Cette histoire de deux êtres, finalement pas si dissemblables que cela, cette linéarité naturelle, semble si authentique que le spectateur est totalement associé au morceau de vie qui lui est présenté, associé au plaisir furtif du temps qui passe et à son déroulement, à la marche naturelle de l'existence qui de banale, passe par le miracle d'un acte d'assistance, au sublime. Ces ''figures de cinéma'' sont avant tout des hommes, filmés comme tel.

La prise de vue fait mesurer combien il est rare, dans le cinéma moderne et en couleur, que la lumière d'une lampe prenne sur l'écran une valeur aussi importante, qu'on en sente aussi bien sa chaleur que sa clarté, qu'elle soit aussi réellement présente. La caméra d'Olmi est réaliste comme la magie ! Cette densité des objets usuels sera primordiale dans L'arbre aux sabots et en deviendra même l'élément de base.

La neige est, bien sûr, un élément prégnant de la vie montagnarde, une sorte de décor naturel qui enserre ces deux hommes comme un manteau luxueux aux charmes humides et glaciaux. Elle est la montagne elle-même, qui peut se transformer au gré du temps et apparaître comme un terrain de jeux matinal avant de devenir un suaire potentiel une fois la nuit tombée dans une froideur caligineuse.

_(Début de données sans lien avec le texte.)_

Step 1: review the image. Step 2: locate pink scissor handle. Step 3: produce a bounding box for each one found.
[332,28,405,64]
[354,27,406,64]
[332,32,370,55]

Et puis le vent, qui, comme chez Sjöström, occupe soudain le premier rôle et va jeter sur ces hommes simples une malédiction, qui pourtant, n'est jamais qu'une simple composante de ces montagnes qu'on croit connues et ne sont toujours qu'une somme de dangers.

Point de mystère dans les relations ordinaires de ces hommes ordinaires que seules différencient une génération et quelques habitudes du temps. L'estime qu'ils vont avoir l'un pour l'autre n'est pas le résultat d'une série de péripéties extraordinaires ou d'une confrontation dramatique pour une femme, un trésor ou je ne sais quoi, mais tout simplement des conditions de leur communauté bâtie autour des choses de la vie quotidienne. Que l'un se dévoue pour sauver l'autre par un acte élicite n'est pas la conséquence d'un comportement héroïque dicté par un scénario palpitant mais une simple justification de leur raison d'être.

Était-il possible qu'il en fût autrement ?

Olmi est un Maître ! Son cinéma touche au plus profond de nous-même, avec une évidence naturelle, par le regard d'amour qu'il porte sur ses personnages et par l'expression d'un art aussi enraciné dans la beauté de la vie que dans sa certitude d'être universel.